Suppose you plan to run 1000 Genomes Imputation using MaCH and minimac. Typically, you'd accomplish this by running the following commands:

awk '{ if ($1 == "M") print $2; }' < chr1.dat > chr1.snps
mach1 -d chr1.dat -p chr1.ped --rounds 20 --states 200 --phase --prefix chr1.haps
minimac --refHaps 1000genomes.chr1.haps.gz  --refSnps 1000genomes.chr1.snps --haps chr1.haps.gz --snps chr1.snps --rounds 5 --states 200 --prefix chr1.imputed

These commands would haplotype (with MaCH) and then impute (with Minimac) an entire chromosome. While the process works, it can be rather time consuming for large chromosomes and large numbers of individuals.
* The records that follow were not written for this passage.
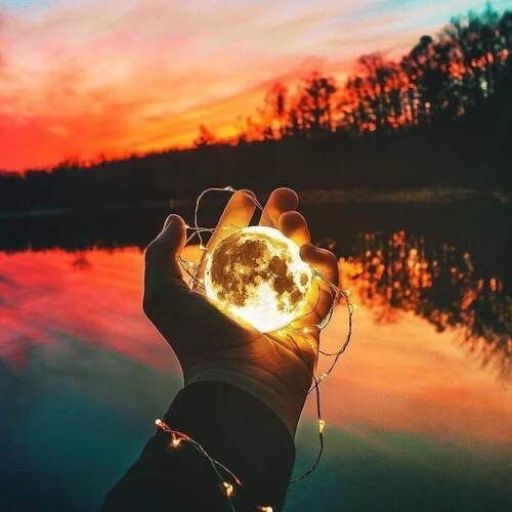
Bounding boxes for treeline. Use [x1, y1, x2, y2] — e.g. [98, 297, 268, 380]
[0, 7, 512, 212]
[233, 4, 512, 140]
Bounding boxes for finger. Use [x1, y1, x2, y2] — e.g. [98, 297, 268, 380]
[300, 244, 339, 325]
[145, 214, 187, 280]
[207, 189, 256, 252]
[279, 211, 311, 247]
[300, 243, 339, 286]
[259, 187, 299, 228]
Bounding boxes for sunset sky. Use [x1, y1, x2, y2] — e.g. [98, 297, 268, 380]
[0, 0, 512, 171]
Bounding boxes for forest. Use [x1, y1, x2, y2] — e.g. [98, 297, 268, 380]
[0, 5, 512, 213]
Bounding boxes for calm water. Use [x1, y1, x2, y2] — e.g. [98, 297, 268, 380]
[0, 204, 512, 512]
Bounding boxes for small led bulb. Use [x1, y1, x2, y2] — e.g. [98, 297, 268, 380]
[222, 482, 235, 498]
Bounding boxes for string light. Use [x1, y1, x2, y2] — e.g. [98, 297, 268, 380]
[155, 419, 274, 512]
[222, 482, 235, 498]
[169, 186, 357, 512]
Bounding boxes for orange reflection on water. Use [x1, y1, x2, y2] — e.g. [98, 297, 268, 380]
[0, 249, 512, 444]
[0, 249, 172, 370]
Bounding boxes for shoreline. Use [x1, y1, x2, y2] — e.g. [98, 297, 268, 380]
[0, 187, 512, 220]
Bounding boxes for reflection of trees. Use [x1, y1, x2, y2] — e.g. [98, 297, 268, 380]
[342, 231, 512, 373]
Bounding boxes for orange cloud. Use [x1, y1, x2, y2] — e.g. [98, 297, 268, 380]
[0, 0, 504, 171]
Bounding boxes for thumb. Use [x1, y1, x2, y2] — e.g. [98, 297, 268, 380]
[145, 214, 187, 284]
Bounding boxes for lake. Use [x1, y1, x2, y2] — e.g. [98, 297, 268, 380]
[0, 201, 512, 512]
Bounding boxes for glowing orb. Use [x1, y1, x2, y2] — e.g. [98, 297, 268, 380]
[204, 226, 313, 332]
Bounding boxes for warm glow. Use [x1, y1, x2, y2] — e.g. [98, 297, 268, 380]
[204, 226, 312, 332]
[0, 0, 498, 171]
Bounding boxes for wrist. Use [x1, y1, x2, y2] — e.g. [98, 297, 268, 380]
[165, 381, 295, 510]
[184, 361, 306, 439]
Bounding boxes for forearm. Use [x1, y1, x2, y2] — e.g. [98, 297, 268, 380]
[103, 382, 295, 512]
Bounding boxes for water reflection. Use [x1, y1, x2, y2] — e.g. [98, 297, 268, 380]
[341, 231, 512, 375]
[0, 241, 512, 512]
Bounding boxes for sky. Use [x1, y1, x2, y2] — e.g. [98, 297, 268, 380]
[0, 0, 512, 172]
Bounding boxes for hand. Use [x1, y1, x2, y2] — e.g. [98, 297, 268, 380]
[143, 188, 338, 436]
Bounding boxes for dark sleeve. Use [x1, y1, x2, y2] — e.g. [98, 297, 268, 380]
[102, 382, 295, 512]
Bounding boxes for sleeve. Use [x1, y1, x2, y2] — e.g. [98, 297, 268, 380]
[102, 381, 295, 512]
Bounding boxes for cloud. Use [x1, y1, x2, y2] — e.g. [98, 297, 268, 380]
[0, 0, 508, 170]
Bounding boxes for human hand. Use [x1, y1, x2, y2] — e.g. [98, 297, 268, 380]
[143, 188, 338, 436]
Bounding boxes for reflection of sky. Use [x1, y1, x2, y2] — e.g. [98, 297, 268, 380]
[0, 0, 512, 170]
[0, 249, 512, 512]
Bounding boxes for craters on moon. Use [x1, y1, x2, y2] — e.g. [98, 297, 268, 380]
[205, 226, 312, 332]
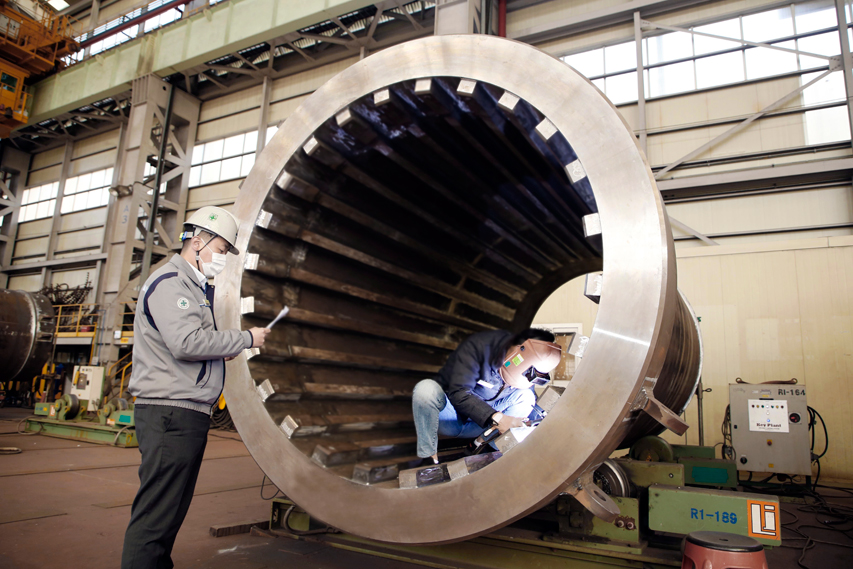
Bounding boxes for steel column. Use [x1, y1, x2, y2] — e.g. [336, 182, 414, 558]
[835, 0, 853, 149]
[634, 12, 649, 154]
[98, 75, 200, 389]
[0, 146, 32, 288]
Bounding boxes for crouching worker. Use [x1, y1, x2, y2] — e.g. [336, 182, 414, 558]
[121, 207, 269, 569]
[412, 328, 562, 464]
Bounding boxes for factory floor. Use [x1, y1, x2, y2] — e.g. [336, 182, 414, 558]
[0, 408, 853, 569]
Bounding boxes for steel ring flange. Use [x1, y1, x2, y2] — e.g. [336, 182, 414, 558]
[221, 35, 675, 543]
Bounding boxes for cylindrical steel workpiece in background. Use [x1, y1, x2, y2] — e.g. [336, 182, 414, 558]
[0, 289, 56, 381]
[216, 35, 700, 543]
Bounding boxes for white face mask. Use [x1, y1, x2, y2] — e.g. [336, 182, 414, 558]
[195, 237, 226, 279]
[201, 253, 226, 279]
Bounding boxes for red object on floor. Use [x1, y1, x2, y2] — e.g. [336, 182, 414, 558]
[681, 531, 768, 569]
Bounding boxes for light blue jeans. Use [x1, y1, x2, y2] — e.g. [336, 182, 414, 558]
[412, 379, 536, 458]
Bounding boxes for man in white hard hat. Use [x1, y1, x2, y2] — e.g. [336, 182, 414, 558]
[121, 207, 269, 569]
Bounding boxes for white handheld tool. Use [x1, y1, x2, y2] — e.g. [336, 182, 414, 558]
[266, 306, 290, 329]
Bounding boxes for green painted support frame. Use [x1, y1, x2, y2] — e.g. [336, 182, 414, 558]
[26, 417, 139, 448]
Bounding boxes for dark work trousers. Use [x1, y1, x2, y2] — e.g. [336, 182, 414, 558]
[121, 405, 210, 569]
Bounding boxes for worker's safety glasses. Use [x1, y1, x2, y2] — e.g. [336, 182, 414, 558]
[523, 366, 551, 386]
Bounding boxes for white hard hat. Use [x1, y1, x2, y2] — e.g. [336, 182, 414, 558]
[181, 205, 240, 255]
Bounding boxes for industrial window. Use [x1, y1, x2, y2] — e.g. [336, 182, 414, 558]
[189, 126, 278, 188]
[563, 0, 853, 104]
[18, 182, 59, 223]
[0, 73, 18, 93]
[59, 168, 113, 214]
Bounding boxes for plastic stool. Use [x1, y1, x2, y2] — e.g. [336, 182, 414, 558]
[681, 531, 768, 569]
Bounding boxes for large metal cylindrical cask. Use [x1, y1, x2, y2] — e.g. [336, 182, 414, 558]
[0, 289, 56, 381]
[216, 35, 701, 543]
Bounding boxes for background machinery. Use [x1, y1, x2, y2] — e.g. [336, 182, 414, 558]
[0, 0, 80, 138]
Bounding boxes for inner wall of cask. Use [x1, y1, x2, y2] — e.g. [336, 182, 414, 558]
[241, 77, 602, 486]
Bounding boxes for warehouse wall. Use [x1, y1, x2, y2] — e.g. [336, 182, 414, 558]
[534, 236, 853, 480]
[187, 57, 358, 216]
[8, 129, 119, 301]
[508, 0, 851, 178]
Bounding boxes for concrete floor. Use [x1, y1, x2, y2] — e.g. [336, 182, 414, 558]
[0, 409, 416, 569]
[0, 409, 853, 569]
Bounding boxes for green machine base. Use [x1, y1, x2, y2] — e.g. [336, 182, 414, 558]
[26, 411, 139, 448]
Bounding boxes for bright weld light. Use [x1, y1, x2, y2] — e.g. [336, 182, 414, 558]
[596, 330, 649, 348]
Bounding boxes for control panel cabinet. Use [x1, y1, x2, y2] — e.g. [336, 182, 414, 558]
[729, 383, 812, 476]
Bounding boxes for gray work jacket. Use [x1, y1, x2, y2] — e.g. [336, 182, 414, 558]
[127, 255, 252, 414]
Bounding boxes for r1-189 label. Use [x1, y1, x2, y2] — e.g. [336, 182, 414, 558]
[690, 508, 737, 524]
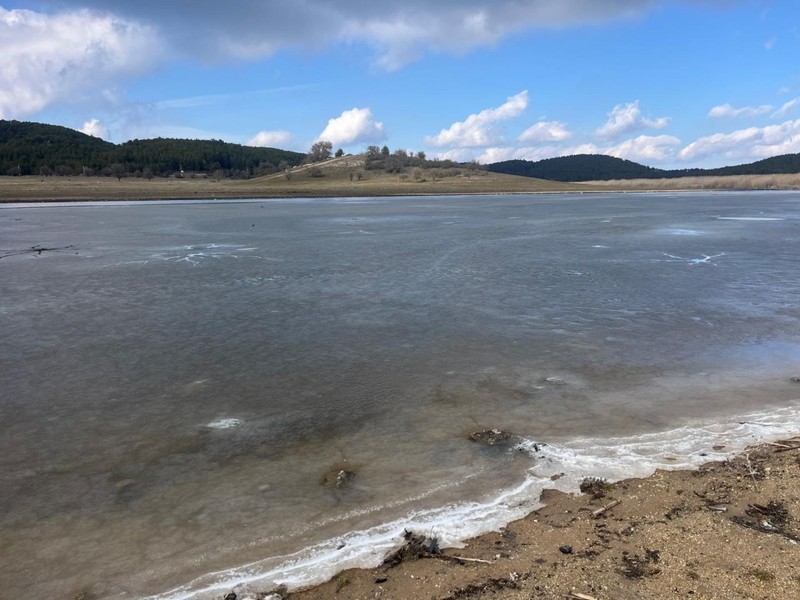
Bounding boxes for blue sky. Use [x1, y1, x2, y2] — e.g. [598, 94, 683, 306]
[0, 0, 800, 168]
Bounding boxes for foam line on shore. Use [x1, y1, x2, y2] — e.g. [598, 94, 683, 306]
[147, 405, 800, 600]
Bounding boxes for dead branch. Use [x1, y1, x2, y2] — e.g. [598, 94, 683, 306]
[592, 500, 622, 519]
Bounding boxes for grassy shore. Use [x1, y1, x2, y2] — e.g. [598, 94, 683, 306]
[272, 438, 800, 600]
[0, 169, 592, 202]
[587, 173, 800, 191]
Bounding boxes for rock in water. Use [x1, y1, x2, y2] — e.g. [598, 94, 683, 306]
[469, 429, 511, 446]
[322, 469, 356, 489]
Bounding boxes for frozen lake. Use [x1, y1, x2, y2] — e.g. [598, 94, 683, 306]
[0, 192, 800, 598]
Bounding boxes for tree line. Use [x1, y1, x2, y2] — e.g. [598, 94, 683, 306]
[487, 154, 800, 181]
[0, 120, 305, 178]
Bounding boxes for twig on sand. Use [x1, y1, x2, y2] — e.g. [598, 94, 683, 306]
[450, 554, 492, 565]
[592, 500, 622, 519]
[744, 452, 758, 491]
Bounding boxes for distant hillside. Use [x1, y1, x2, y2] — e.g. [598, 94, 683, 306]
[486, 154, 800, 182]
[0, 120, 305, 177]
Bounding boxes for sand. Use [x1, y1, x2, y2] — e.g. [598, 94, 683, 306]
[233, 437, 800, 600]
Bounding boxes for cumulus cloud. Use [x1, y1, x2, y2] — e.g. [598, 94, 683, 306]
[80, 119, 108, 140]
[245, 131, 294, 148]
[517, 121, 572, 142]
[604, 135, 681, 162]
[595, 100, 669, 139]
[772, 98, 800, 119]
[317, 108, 386, 146]
[680, 119, 800, 160]
[425, 90, 528, 148]
[708, 102, 773, 119]
[0, 7, 160, 118]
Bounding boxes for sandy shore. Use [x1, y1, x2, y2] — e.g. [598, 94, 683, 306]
[228, 437, 800, 600]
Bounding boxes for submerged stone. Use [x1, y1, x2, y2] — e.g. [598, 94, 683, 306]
[322, 469, 356, 489]
[469, 429, 511, 446]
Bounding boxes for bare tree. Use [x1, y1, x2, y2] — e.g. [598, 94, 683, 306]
[306, 140, 333, 162]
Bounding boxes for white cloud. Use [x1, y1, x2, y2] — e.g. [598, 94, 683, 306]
[595, 100, 669, 139]
[317, 108, 386, 146]
[772, 98, 800, 119]
[603, 135, 681, 162]
[245, 131, 294, 148]
[517, 121, 572, 142]
[680, 119, 800, 160]
[80, 119, 108, 140]
[708, 102, 773, 119]
[0, 7, 160, 118]
[425, 90, 528, 148]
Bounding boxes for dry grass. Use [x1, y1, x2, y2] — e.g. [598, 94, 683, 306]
[588, 173, 800, 191]
[6, 162, 800, 202]
[0, 166, 592, 202]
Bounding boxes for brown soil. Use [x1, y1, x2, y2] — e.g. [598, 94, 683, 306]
[256, 439, 800, 600]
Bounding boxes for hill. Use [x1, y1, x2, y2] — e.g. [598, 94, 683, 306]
[0, 120, 305, 178]
[486, 154, 800, 182]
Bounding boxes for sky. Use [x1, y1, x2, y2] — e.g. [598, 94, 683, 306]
[0, 0, 800, 168]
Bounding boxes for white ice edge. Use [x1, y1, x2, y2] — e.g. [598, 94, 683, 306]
[146, 405, 800, 600]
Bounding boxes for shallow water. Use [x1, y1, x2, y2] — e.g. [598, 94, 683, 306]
[0, 193, 800, 598]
ChunkChromosome allows the process to be streamlined by running different portions of each chromosome in parallel.

#!/bin/tcsh

@ length = 2500
@ overlap = 500

# Estimate haplotypes for all individuals, in 2500 marker chunks, with 500 marker overhang
foreach chr (`seq 1 22`)

   ChunkChromosome -d chr$chr.dat -n $length -o $overlap

   foreach chunk (chunk*-chr$chr.dat)

      mach -d $chunk -p chr$chr.ped --prefix ${chunk:r} \
           --rounds 20 --states 200 --phase --sample 5 >& ${chunk:r}-mach.log &

   end

end
wait

# Impute into phased haplotypes
foreach chr (`seq 1 22`)

   foreach chunk (chunk*-chr$chr.dat)

      set haps = /data/1000g/hap/all/20101123.chr$chr.hap.gz
      set snps = /data/1000g/snps/chr$chr.snps

      minimac --refHaps $haps --refSnps $snps --rounds 5 --states 200 \
              --haps ${chunk:r}.gz --snps ${chunk}.snps  --autoClip autoChunk-chr$chr.dat  \
              --prefix ${chunk:r}.imputed >& ${chunk:r}-minimac.log &

   end

end
wait

The autoChunk file, generated by the ChunkChromosome program, tells minimac what are the markers of interest for each chunk. This allows chunks to overlap (which improves accuracy near the edges) but still ensures that each marker is only imputed once.

Download

You can download source code for the ChunkChromosome program in a tar-ball archive generic-ChunkChromosome-2014-05-27.tar.gz. After downloading it, unpack the archive and use Make to compile the tool.